Blais is believed to have driven north in the southbound lanes for about four miles before his car smashed into Casey’s vehicle and burst into flames, said Maine State Police Lt. Don Pomelow. Casey had just ended her shift with the Waterville Police Department, where she works as a crisis worker.

Minutes before the crash, Augusta police received a report of a vehicle similar to Blais’ car parked on the Route 3 bridge over the Kennebec River with the driver outside the car yelling.

Police were unable to locate the vehicle, and investigators were looking into whether Blais drove his car north on Route 3 and drove the wrong way onto I-95 on purpose, said Steve McCausland, spokesman for the Maine Public Safety Department.

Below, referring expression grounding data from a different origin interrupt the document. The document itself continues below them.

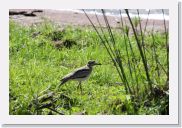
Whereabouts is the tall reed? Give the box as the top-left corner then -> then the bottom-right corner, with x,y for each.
83,9 -> 169,99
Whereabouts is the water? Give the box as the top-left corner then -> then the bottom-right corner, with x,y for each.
81,9 -> 169,20
58,9 -> 169,20
83,9 -> 169,15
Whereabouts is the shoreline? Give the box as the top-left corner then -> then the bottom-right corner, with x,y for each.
56,9 -> 169,20
9,9 -> 169,31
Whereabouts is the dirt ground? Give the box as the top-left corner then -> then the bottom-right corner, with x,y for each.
9,9 -> 168,31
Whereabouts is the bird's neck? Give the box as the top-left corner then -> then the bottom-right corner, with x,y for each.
87,64 -> 93,69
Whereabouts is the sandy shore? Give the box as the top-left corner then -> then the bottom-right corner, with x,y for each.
9,9 -> 168,31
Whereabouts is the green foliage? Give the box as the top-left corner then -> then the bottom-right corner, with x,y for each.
9,20 -> 168,115
132,17 -> 140,28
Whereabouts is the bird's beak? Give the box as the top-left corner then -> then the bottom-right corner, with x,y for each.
95,62 -> 101,65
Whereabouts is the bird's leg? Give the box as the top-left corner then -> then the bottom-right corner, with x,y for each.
77,82 -> 80,90
78,81 -> 83,95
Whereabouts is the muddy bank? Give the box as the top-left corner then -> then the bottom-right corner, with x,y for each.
9,9 -> 168,31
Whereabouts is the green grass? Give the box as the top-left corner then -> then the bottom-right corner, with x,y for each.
9,20 -> 168,115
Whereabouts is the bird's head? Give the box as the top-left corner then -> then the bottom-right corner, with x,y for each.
87,60 -> 101,67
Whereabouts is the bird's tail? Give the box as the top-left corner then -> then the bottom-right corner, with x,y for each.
60,77 -> 70,86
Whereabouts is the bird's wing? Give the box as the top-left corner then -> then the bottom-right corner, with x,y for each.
71,67 -> 91,79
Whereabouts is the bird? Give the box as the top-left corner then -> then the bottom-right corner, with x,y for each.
60,60 -> 101,94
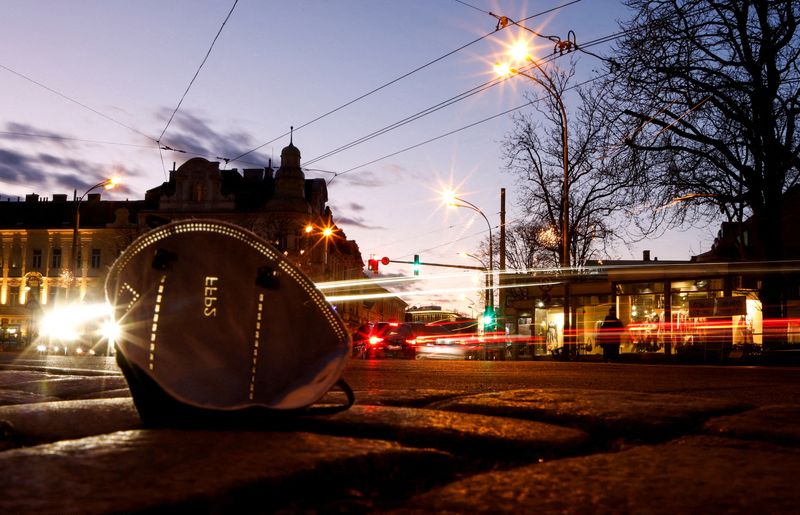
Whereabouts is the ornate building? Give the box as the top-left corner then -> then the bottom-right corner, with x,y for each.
0,141 -> 405,350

“We will try to retrace Blais’ footsteps and any conversations he had with family and friends that might make the answers clearer,” McCausland said.

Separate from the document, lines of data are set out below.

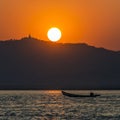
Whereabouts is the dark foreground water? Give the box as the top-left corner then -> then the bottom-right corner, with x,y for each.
0,90 -> 120,120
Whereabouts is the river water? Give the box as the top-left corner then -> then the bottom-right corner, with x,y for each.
0,90 -> 120,120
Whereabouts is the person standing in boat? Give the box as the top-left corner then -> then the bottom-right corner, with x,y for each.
90,92 -> 94,97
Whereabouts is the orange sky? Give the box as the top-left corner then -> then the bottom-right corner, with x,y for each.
0,0 -> 120,50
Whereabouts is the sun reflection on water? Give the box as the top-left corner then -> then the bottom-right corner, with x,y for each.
47,90 -> 61,94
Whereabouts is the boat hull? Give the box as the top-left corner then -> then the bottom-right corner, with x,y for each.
62,91 -> 100,97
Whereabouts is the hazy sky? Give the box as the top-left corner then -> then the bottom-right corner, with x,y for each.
0,0 -> 120,50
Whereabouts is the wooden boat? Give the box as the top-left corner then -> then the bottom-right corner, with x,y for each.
62,91 -> 100,97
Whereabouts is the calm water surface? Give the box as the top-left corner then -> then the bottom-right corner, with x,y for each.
0,90 -> 120,120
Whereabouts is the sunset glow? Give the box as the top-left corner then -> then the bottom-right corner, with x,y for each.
0,0 -> 120,50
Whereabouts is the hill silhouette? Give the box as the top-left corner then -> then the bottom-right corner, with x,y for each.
0,37 -> 120,90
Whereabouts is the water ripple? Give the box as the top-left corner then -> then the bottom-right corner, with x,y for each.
0,90 -> 120,120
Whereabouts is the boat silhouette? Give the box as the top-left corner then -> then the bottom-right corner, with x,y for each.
62,91 -> 100,97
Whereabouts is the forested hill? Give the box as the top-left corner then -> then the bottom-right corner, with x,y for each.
0,37 -> 120,89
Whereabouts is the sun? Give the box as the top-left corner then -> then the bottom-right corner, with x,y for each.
47,27 -> 62,42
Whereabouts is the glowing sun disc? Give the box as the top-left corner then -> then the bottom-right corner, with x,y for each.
47,27 -> 61,42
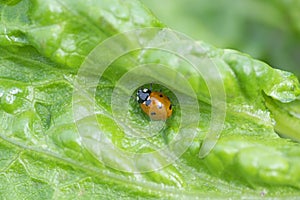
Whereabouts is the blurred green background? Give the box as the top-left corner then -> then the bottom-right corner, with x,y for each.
141,0 -> 300,78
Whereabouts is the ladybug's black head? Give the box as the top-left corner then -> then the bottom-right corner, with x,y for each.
136,88 -> 151,103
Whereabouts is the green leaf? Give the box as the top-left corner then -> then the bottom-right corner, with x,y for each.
1,0 -> 300,199
141,0 -> 300,78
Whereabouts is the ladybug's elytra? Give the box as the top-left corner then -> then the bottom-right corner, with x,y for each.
136,87 -> 173,120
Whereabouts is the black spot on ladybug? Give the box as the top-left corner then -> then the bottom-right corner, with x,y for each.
159,94 -> 163,97
145,99 -> 151,106
151,112 -> 156,115
169,104 -> 172,110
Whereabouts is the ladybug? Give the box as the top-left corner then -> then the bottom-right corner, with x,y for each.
136,87 -> 173,120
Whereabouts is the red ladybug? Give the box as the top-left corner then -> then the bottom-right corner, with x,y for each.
136,87 -> 173,120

Police had received no calls from motorists about a vehicle headed in the wrong direction on the divided highway, Pomelow said.

The highway’s southbound lanes were closed for more than four hours, with vehicles being diverted to an exit north of the crash site before the road was reopened at about 6:30 a.m.

A blood sample was taken, as is done in all vehicular fatalities, but the results were not immediately available, said Pomelow.

The crash comes a little more than a month after a double fatality on the Maine Turnpike in Ogunquit in which a Wells woman allegedly drove south in the northbound lanes for five miles before crashing into a limousine.

Donna Bartlett, 38, has been charged with manslaughter and aggravated drunken driving in the crash. Bartlett, who suffered a broken ankle, is free on $10,000 bail.

Killed in the collision were the limo driver, James McLaughlin, 65, of Gorham, and a passenger, Cooper Campbell, 15, of Scarborough. Campbell’s father, Steven Campbell, 48, survived with injuries including broken ribs.